Só o fundamentalismo de mercado e uma total falta de empatia com os mais vulneráveis explica o motivo pelo qual o governo, com lucros e dividendos abundantes na Petrobras, arrecadação em alta e eleições no horizonte, demorou tanto tempo para atenuar o peso dos reajustes dos combustíveis nos orçamentos das famílias e das empresas. Os vouchers para caminhoneiros e taxistas e outras políticas compensatórias, como um auxílio-gás para os mais pobres, são utilizadas em mais de 60 países, com frequência combinados à redução da tributação, para enfrentar a inflação.

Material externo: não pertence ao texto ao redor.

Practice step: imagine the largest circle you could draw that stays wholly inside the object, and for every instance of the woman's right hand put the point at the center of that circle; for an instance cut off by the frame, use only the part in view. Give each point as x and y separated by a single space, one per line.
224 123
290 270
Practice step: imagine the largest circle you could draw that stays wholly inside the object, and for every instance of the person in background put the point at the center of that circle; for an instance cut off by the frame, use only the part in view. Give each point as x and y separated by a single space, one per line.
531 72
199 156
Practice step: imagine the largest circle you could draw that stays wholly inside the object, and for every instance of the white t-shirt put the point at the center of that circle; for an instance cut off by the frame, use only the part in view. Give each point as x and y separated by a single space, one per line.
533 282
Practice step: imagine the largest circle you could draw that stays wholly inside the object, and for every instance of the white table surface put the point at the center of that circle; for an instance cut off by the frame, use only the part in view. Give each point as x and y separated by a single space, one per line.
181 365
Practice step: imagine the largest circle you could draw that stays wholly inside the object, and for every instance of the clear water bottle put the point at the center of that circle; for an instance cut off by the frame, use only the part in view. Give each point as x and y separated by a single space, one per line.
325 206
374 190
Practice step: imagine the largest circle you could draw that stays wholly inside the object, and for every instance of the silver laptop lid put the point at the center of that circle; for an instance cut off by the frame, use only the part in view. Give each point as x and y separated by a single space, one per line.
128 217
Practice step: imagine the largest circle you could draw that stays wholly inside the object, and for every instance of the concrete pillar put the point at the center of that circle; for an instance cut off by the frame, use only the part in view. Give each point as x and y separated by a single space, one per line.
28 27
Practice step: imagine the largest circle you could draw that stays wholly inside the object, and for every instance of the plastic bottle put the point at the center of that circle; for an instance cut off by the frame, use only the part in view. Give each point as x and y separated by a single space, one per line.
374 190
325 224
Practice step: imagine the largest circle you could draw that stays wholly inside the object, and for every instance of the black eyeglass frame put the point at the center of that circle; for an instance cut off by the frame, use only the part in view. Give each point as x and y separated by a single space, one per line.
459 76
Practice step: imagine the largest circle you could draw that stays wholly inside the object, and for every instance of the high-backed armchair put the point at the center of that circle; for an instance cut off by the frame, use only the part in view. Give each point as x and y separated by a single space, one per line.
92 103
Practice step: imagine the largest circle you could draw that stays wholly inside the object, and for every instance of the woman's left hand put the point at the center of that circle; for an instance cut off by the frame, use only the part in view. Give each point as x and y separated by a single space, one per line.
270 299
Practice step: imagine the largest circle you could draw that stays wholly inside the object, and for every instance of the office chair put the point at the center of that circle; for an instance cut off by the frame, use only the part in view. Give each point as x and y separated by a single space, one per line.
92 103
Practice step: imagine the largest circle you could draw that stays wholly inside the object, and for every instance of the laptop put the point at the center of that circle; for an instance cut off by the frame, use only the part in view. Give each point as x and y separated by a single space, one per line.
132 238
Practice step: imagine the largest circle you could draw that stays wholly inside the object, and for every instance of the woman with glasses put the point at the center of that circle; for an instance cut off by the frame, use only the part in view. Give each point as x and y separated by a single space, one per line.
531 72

Na lenta adaptação à realidade, o governo propôs, por meio do ministro Paulo Guedes, um repasse irrisório de 400 reais, ridicularizado por caminhoneiros indignados, e auxílio para a compra de gás de cozinha.

A três meses da eleição presidencial, o governo pretende uma ampla intervenção na Petrobras e no mercado de derivados, operação complexa considerada de alto risco por ao menos três motivos, segundo fontes da empresa. Em primeiro lugar, a estatal não é mais monopolista. Cerca de 15% do mercado de diesel é de produto importado e 15% de refino privado, isto é, 30% do suprimento está nas mãos de terceiros. Isso significa dizer que, se a Petrobras não operar na paridade de preços de importação, faltará abastecimento para 30% do mercado. Operar na paridade significa continuar com aumentos imediatos e contínuos do diesel a cada elevação do petróleo no mercado internacional e diante de toda alta do dólar. Esse quadro, cabe acrescentar, mostra que não é tão simples quanto possa parecer a eliminação do PPI, como propõe a oposição, pois parte significativa do abastecimento interno foi retirada do controle da companhia e do Estado. Uma solução típica do chamado mercado seria a própria petroleira arcar com o prejuízo, mas há complicações consideráveis. Esse caminho implica obter diesel em uma operação complexa que inclui comprar no mercado spot ou físico, bancar o prejuízo e distribuir. Considere-se também que a Petrobras sob Bolsonaro vendeu várias refinarias, algumas delas não foram concluídas e a capacidade de refino não é mais a mesma.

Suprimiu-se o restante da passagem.